Mr. Saltonstall smiled frostily. “Well, now, Mr. Dunc
an, you must know there was always some question about your uncle’s mind. He had some very strange ideas which were, in a real sense, archaic. This witchcraft exploration, for one thing—he spent a good deal of money investigating the Salem trials. But you’ll find his library intact—and filled with books on the subject. Other than this obsessive interest in one subject, he was a coldly rational man—that describes him best. Unfriendly, and holding himself aloof.”
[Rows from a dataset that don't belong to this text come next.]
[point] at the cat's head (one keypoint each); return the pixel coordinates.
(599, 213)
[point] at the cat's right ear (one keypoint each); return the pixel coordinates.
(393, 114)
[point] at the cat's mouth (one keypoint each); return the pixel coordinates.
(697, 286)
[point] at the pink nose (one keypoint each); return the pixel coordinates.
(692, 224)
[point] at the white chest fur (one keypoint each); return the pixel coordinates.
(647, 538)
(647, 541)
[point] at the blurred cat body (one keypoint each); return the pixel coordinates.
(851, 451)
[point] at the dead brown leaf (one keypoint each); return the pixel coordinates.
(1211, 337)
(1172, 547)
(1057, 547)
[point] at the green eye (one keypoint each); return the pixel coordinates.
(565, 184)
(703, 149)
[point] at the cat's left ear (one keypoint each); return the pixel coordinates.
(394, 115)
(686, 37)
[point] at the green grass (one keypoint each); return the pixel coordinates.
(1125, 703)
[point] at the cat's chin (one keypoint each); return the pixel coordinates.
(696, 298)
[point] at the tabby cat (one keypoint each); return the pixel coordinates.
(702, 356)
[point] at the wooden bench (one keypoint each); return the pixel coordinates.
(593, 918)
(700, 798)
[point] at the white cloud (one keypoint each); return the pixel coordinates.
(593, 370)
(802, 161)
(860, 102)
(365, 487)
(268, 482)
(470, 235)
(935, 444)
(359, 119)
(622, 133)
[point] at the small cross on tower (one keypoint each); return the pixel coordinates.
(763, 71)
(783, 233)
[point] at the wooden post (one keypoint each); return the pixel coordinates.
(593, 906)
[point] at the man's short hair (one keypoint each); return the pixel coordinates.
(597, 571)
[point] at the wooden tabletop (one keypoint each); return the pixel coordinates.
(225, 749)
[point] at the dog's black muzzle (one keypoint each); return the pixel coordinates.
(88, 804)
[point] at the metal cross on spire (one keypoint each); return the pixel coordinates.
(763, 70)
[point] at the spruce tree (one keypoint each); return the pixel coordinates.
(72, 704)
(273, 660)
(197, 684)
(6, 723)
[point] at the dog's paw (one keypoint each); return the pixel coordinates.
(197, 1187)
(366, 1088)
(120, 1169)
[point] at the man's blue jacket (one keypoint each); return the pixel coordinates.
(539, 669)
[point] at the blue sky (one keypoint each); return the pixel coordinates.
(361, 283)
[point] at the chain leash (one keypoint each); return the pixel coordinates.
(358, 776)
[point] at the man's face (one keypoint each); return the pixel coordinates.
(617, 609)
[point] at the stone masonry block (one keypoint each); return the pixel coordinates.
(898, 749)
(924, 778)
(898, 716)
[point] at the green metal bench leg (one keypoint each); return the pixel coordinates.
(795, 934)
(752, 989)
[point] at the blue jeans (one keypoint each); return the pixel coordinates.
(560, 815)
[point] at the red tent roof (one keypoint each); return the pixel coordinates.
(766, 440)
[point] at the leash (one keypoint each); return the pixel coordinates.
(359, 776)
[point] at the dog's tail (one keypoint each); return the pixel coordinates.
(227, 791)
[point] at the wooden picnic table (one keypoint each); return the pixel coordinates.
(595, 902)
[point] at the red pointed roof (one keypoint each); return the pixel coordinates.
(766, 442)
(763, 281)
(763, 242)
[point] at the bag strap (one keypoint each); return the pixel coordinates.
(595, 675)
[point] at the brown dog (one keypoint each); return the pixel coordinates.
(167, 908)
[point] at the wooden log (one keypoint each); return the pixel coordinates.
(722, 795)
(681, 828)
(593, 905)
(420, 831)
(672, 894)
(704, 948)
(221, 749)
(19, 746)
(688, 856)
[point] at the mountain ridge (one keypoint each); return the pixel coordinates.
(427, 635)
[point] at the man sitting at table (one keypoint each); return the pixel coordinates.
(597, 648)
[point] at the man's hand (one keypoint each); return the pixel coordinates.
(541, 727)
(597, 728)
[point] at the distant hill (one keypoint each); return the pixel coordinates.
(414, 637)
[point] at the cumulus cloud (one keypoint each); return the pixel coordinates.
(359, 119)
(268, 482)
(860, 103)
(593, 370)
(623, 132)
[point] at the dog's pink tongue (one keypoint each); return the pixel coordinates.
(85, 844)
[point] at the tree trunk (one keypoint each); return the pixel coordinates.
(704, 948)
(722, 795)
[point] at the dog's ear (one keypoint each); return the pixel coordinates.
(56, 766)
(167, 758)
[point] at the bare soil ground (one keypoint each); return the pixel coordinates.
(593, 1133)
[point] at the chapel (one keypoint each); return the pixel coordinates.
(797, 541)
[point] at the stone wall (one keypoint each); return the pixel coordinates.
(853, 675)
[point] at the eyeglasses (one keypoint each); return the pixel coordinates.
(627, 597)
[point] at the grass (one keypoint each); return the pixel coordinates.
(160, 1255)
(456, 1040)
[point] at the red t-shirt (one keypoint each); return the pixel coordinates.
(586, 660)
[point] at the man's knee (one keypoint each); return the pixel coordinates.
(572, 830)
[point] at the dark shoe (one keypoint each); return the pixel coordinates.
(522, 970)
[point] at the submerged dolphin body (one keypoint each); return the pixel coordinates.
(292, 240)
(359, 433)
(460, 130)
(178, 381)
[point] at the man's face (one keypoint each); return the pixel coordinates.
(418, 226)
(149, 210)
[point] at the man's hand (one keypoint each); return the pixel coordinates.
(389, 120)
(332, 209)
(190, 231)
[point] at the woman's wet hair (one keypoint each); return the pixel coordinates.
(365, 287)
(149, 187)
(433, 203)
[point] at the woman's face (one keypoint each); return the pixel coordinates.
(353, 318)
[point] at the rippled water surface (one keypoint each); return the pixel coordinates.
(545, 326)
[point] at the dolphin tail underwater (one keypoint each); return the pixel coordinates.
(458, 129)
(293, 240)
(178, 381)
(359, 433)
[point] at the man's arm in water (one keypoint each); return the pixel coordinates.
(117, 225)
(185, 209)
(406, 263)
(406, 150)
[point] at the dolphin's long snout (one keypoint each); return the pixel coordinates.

So Great-uncle Uriah Garrison had not changed in the years that had intervened between my childhood and my late twenties. And the house had not changed, either. It still had that air of watchful waiting—like someone huddled together against the weather, waiting for a stagecoach—nothing more recent, certainly, for the house was two hundred years old, and, though well kept up, it had never been invaded by electricity and its plumbing was archaic. Apart from its appointments, and some aspects of its finishing lumber, the house had no value—only the property on which it stood had considerable monetary worth in view of the expansion of Arkham along the Aylesbury Pike.
The furniture was in cherry and mahogany and black walnut, and I more than half suspected that if Rhoda—my fiancée, saw it, she would want to keep it for our own house when we built one—and, what with the money the sale of the property and the furniture might realize, we should be able to build that house, leaving my salary as an English Department assistant and hers as an instructor in philology and archaeology to keep it up.
Three months’ time was not long to do without electricty, and I could endure the ancient plumbing for those weeks, but I decided forthwith that I could not do without a telephone; so I drove into Arkham and ordered a telephone installed without delay. While I was in the business section, I stopped in at the telegraph office on Church Street and sent wires to both my mother and Rhoda, assuring them of my arrival and inviting Rhoda, at her leisure, to drive around and inspect my newly acquired property. I stopped long enough, too, for a good meal at one of the restaurants, bought a few necessary provisions for breakfast—however little inclined I might be toward building a fire in the old iron range in the kitchen—and went back fortified against hunger for the remainder of that day.